In order to implement a DWDM using this technique, one would have to use multiple wide bandwidth add/drop filters to select ring resonator resonances, with the number of add/drop filters depending on the total bandwidth being used for the DWDM. For example, in order to implement a DWDM device from 1530nm – 1565nm using a unit cell similar to that shown in Fig. 1a, one would have to start with a one by six wide bandwidth add/drop filter, centered at 1530nm, 1536.4nm, 1542.8nm, 1549.2nm, 1555.6nm, 1562nm to select six resonances from a single ring resonator with an FSR of 6.4nm. This would serve as the unit cell for the >40 channel DWDM device with 0.8nm channel spacing. Thereafter, eight additional similar unit cells which are separated in wavelength by 0.8nm can be cascaded to implement the DWDM device with 0.8nm channel spacing from 1530nm – 1565nm. This technique would enable the strict channel spacing requirements in DWDM to be met, while circumventing the FSR problem brought about by using ring resonator filters.
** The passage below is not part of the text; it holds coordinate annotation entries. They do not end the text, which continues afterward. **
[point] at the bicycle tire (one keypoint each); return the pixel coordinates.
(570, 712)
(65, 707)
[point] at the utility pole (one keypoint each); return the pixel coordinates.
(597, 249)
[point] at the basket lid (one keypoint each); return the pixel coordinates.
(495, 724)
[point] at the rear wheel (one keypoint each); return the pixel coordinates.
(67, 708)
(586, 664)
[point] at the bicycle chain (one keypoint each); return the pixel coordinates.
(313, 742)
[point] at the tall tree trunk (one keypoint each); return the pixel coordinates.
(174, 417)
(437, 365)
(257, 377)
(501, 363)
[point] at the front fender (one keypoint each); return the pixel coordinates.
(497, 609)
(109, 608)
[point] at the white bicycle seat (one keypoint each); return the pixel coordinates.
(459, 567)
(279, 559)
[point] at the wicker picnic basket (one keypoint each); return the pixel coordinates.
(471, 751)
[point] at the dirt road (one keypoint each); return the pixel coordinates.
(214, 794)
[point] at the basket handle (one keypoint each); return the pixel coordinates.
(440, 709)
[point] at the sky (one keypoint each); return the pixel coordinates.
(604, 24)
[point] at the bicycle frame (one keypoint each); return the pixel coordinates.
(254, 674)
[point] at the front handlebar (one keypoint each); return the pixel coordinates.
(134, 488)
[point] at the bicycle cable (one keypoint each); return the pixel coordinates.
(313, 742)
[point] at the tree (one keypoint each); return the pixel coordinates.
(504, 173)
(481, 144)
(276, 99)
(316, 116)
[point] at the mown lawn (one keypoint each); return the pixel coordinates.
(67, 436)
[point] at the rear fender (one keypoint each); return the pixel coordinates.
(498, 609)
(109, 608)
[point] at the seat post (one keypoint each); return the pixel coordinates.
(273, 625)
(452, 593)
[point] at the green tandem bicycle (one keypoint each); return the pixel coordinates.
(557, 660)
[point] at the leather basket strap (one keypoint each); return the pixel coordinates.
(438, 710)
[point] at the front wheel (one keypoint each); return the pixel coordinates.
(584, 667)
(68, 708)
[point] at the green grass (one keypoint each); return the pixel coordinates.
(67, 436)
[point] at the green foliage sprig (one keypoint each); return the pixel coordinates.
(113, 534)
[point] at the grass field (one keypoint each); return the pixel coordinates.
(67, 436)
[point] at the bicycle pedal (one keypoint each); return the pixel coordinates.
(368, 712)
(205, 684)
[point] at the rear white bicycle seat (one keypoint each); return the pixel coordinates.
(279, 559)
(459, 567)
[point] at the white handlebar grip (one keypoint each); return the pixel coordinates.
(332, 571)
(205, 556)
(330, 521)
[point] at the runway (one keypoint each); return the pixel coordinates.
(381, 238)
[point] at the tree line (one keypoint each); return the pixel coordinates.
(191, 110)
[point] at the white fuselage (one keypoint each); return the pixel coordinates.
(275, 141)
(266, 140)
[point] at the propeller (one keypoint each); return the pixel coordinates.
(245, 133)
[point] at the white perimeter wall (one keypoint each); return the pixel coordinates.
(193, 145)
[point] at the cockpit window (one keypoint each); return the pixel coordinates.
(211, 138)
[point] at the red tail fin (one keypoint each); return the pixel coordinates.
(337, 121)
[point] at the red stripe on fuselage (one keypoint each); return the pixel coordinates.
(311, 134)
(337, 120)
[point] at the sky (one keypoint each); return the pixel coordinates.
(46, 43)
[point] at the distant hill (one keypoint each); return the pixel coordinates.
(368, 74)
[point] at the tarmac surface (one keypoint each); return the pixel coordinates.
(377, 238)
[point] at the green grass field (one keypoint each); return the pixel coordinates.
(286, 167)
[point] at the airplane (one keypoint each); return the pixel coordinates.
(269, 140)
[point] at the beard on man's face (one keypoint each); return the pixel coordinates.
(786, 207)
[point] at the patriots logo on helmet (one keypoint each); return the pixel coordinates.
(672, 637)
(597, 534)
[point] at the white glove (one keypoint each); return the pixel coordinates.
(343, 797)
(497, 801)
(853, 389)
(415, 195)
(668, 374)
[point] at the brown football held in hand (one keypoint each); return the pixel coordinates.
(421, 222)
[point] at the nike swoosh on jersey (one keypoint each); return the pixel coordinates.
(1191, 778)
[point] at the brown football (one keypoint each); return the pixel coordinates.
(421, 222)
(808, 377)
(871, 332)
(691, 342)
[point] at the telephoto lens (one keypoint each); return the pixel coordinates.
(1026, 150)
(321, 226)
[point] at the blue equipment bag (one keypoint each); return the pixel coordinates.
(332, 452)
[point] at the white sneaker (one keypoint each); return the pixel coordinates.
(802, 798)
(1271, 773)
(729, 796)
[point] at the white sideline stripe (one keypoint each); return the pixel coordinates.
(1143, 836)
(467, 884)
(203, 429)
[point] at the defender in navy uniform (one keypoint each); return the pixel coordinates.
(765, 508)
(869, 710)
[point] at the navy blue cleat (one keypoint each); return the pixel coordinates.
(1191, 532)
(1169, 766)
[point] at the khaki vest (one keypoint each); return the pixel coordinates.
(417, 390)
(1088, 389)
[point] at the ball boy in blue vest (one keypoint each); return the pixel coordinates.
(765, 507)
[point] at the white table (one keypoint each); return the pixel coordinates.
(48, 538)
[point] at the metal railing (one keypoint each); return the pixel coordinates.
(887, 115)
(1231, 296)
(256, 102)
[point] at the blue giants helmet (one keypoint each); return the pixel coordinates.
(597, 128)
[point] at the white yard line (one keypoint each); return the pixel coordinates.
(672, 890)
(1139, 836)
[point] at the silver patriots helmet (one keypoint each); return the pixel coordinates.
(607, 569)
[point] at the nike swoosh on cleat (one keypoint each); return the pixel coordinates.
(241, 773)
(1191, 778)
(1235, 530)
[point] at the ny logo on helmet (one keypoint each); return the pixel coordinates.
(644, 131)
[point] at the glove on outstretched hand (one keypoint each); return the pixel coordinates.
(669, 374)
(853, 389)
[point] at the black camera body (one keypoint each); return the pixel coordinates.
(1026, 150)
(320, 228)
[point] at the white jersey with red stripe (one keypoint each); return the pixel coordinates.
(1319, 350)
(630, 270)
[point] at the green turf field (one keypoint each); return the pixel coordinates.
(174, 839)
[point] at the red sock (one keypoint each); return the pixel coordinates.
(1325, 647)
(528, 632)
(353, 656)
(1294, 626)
In order to further demonstrate the feasibility of our device for DWDM, we design another device which accommodates modes from 4 different ring-resonators within add/drop filters centered at the same wavelength, in this case, Port 3 (centered at ~1560nm). The schematic for this device is shown in Fig. 5(a), and it consists of four rings of slightly different widths, each having a single resonance selected by an add/drop filter centered at 1560nm. The channel spacing for the device shown in Fig. 5(b) is 0.5nm, with a crosstalk of 7dB and ~1dB insertion loss. The widths of the four transmission modes of the rings are designed according to Eq. (1), using the effective indices vs. width calculated in Fig. 1(b) so as to target a 0.5nm channel separation between adjacent ring resonator modes. Figure 5(b) shows the resonances of the 4 ring resonators, each separated by 0.5nm. Targeted ring resonator widths were 0.4 µm, 0.404 µm, 0.408 µm and 0.412 µm. It is also observed that multiple resonances from each ring resonator are not present and therefore, the issue associated with free spectral range is circumvented. By cascading several of these 4 channel devices together, it is possible to also create a 1 by 80 DWDM device on a chip covering the C- and L- communication bands. Figure 5c shows the device configuration which would be used to implement a dense wavelength division multiplexer with multiple channels over a wide bandwidth. Since the channels are relatively narrowband, the resonance from each ring resonator can be spaced slightly further apart to 0.8nm or 1.6nm to achieve better inter-channel crosstalk while still meeting the requirement for 100GHz or 200GHz DWDM grid spacing. In addition, higher order ring resonators  can be used in place of single ring resonators to achieve resonances higher quality factors and therefore, narrower bandwidths at the −20dB level needed for minimal inter-channel crosstalk.
Given the narrow bandwidth requirements for DWDM, the inclusion of microheaters on each of the add/drop filter-ring resonator devices would also be useful to help compensate for temperature fluctuations and fabrication inaccuracies. To minimize the amount of power required for thermal stabilization, strategies such as removal of the silicon substrate could be adopted .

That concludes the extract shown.